How to Calculate Weight Loss Percentage
Weight Loss % = ((Starting Weight − Current Weight) / Starting Weight) × 100. For example, from 85kg to 76kg: ((85-76)/85) × 100 = 10.6% lost.
Using This Calculator
Use Mode 3 (% Change). Enter your starting weight as "Original Value" and your current weight as "New Value." A negative result shows your weight loss percentage.
Health Impact of Weight Loss Percentages
- 3–5% body weight loss: Improves blood sugar, triglycerides, and diabetes risk
- 5–10% loss: Lowers blood pressure, improves cholesterol, reduces joint strain
- 10–15% loss: Significant cardiovascular benefit, improved sleep apnea
- 20%+ loss: Major health transformation, often considered medically significant
Healthy Weight Loss Rate
The NHS and WHO recommend losing 0.5–1kg per week as a safe, sustainable rate. This equals roughly 2–4kg per month. Faster loss risks muscle loss and nutritional deficiencies. Calculate your expected loss timeline using these benchmarks.
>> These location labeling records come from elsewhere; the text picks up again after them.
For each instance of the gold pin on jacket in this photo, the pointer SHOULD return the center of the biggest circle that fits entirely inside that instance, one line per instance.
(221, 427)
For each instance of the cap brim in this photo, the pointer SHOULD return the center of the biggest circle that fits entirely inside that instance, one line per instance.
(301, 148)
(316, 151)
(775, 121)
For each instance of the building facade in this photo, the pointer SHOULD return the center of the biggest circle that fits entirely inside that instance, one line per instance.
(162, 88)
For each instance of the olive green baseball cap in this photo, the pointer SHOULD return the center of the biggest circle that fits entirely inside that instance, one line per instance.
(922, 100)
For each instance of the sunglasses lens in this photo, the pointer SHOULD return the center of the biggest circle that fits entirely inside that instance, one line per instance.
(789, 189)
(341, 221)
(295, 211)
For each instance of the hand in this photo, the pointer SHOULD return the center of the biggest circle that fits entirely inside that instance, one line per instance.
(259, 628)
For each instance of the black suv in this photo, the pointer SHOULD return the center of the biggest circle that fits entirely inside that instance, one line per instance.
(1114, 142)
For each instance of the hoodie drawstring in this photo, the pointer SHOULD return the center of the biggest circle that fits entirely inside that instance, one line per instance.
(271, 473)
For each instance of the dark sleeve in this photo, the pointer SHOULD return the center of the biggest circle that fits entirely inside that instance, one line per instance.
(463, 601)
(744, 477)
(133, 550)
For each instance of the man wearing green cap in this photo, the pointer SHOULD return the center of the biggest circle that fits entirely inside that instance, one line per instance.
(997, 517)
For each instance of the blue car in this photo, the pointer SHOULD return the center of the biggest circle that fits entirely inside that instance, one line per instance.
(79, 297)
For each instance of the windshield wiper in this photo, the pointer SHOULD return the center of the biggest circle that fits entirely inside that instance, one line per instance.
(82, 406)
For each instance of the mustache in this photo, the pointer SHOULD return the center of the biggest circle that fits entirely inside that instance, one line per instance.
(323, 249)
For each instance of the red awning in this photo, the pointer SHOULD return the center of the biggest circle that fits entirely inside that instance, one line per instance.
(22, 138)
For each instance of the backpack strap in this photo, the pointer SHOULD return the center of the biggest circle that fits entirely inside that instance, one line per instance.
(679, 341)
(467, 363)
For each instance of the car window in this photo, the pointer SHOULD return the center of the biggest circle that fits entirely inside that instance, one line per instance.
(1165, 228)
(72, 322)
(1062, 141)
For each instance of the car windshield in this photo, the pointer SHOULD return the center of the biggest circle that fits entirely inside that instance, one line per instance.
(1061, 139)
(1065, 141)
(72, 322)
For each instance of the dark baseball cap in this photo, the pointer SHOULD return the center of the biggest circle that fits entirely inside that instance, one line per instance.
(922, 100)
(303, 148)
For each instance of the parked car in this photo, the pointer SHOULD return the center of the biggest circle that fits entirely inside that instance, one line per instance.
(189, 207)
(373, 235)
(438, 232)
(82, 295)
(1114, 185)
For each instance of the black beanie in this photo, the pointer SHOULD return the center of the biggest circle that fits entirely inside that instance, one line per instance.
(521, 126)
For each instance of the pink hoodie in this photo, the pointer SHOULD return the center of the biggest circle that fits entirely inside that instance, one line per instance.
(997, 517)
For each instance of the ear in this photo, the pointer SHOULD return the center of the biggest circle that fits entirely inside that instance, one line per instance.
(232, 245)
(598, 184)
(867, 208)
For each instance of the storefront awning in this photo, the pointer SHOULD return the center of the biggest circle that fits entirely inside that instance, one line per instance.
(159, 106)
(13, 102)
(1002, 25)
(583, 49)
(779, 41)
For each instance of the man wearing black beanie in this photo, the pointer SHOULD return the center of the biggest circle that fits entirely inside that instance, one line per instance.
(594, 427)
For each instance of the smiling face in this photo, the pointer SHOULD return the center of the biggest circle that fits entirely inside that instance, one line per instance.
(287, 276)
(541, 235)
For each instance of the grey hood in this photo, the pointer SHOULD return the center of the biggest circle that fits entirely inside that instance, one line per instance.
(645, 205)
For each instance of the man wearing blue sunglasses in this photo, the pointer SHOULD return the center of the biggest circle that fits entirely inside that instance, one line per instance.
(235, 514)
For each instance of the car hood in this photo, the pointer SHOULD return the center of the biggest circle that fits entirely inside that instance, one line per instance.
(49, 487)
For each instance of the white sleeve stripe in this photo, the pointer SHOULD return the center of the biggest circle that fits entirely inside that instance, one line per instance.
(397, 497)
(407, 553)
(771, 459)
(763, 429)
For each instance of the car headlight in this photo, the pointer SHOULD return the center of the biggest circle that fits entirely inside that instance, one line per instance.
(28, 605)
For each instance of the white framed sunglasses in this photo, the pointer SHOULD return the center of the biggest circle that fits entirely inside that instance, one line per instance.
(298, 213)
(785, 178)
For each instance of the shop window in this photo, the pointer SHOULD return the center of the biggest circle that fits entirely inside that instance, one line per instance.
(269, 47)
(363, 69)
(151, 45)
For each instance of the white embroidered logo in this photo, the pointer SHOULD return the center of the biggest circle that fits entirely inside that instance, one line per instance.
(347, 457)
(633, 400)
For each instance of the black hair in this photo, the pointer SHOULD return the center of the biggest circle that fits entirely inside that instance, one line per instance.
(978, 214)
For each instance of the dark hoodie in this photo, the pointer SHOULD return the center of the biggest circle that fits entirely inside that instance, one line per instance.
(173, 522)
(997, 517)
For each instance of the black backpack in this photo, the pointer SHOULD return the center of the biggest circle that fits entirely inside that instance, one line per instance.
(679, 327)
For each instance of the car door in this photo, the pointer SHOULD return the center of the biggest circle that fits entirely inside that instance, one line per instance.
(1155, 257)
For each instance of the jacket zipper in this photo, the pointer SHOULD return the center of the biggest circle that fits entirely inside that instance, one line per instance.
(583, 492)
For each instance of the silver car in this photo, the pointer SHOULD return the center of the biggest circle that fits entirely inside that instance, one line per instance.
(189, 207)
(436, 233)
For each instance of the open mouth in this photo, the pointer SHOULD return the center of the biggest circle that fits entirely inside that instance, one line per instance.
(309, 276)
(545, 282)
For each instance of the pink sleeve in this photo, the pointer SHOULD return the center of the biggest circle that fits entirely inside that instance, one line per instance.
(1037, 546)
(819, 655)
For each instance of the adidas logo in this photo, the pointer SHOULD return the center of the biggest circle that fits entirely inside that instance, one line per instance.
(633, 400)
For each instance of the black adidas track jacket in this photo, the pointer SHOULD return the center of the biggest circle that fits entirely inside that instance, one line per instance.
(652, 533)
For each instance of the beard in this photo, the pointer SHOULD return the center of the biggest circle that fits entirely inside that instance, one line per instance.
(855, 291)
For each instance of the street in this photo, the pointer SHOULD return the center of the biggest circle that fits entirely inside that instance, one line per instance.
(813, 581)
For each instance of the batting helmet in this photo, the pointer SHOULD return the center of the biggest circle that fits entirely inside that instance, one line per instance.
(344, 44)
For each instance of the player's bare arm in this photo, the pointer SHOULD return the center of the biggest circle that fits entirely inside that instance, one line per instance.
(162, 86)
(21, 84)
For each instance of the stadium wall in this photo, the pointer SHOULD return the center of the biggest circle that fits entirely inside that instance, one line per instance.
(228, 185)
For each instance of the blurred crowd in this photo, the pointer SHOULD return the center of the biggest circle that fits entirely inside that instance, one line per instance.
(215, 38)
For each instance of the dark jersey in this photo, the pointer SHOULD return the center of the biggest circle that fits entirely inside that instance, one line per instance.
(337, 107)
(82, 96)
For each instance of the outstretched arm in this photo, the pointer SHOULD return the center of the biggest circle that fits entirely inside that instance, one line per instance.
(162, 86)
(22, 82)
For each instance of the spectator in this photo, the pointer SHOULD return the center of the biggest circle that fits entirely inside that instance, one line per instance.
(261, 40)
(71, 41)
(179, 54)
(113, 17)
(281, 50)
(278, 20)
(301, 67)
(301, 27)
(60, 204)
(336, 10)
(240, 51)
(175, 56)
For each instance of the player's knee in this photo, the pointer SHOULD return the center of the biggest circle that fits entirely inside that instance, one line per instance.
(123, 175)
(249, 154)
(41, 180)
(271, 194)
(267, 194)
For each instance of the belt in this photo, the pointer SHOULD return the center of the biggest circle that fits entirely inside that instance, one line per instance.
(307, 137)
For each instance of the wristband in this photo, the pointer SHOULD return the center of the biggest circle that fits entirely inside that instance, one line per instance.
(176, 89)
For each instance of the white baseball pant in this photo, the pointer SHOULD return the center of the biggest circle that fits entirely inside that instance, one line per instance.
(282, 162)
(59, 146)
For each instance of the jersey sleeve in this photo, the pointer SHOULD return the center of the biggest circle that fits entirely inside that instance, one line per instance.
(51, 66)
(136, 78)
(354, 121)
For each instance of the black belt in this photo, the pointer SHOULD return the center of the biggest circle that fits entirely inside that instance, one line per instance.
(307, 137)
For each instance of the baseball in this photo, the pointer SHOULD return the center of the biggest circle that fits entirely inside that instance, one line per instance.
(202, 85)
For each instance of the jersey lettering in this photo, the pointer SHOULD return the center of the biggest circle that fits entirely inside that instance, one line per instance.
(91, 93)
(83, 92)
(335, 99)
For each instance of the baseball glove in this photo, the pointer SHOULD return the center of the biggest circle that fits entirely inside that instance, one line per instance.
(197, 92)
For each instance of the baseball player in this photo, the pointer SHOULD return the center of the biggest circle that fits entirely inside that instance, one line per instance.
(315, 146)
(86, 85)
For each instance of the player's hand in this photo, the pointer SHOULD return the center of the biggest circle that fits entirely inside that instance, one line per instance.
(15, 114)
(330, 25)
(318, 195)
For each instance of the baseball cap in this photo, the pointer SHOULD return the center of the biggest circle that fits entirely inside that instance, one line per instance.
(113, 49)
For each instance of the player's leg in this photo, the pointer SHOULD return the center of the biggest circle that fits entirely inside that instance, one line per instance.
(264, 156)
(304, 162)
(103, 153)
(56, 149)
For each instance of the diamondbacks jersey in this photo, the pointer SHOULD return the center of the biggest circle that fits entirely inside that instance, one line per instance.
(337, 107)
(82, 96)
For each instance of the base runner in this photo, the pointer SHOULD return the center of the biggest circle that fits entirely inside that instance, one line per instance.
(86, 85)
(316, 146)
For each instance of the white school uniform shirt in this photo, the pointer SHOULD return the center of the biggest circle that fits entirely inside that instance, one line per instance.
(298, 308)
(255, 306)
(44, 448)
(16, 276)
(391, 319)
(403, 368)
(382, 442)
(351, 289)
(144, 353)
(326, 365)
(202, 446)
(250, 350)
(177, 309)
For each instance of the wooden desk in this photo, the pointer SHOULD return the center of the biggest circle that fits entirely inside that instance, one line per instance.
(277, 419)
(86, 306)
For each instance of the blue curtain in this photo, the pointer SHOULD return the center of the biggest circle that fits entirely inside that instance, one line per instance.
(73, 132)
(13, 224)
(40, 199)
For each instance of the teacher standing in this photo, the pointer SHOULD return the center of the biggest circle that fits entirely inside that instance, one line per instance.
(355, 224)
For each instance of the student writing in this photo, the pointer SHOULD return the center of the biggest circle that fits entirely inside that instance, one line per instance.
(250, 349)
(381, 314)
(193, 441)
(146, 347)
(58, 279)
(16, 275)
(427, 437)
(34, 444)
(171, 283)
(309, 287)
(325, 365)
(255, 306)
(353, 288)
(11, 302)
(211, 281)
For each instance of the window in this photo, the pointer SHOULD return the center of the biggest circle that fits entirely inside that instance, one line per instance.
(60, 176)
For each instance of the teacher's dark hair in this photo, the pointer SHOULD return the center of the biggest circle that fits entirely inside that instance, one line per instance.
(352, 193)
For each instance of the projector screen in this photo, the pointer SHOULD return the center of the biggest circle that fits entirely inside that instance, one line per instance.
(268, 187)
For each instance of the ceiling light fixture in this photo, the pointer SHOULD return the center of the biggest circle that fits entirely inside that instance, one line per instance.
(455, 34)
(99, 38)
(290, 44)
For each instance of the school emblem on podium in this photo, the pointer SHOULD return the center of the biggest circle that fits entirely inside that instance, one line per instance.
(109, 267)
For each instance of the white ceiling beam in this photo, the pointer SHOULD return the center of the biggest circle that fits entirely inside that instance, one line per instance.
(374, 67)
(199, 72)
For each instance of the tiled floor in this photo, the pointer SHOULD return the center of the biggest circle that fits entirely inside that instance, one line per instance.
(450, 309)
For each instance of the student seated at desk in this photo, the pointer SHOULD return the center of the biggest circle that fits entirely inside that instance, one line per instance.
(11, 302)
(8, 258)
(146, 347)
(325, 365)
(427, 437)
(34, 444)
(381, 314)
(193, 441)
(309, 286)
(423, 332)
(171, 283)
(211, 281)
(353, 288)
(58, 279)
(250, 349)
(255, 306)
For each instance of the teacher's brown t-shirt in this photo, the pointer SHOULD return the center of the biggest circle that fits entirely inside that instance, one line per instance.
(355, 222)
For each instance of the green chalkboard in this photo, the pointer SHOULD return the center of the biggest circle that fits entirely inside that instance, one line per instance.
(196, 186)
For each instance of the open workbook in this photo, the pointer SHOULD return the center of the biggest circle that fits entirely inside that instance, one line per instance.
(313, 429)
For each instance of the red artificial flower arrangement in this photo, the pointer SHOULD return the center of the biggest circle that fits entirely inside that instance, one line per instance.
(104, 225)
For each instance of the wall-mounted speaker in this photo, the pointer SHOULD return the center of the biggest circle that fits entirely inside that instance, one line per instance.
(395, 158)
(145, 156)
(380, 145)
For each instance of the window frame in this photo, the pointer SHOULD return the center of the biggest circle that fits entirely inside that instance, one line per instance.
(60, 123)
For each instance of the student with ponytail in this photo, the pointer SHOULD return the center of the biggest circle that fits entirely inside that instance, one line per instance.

Frequently Asked Questions
How do I calculate my weight loss percentage?
Weight Loss % = ((Start Weight − Current Weight) / Start Weight) × 100. If you started at 90kg and now weigh 81kg: (9/90) × 100 = 10%.
Is a 10% weight loss significant?
Yes, medically significant. Losing 10% of body weight has proven benefits for blood pressure, blood sugar, cholesterol, and joint health.
How long does it take to lose 10% of body weight?
At the recommended rate of 0.5–1kg/week, losing 10% of a 90kg body (9kg) would take 9–18 weeks.
Does muscle weigh more than fat?
Muscle is denser than fat — muscle tissue takes up less space. That's why body composition (fat % vs. muscle %) matters more than just scale weight.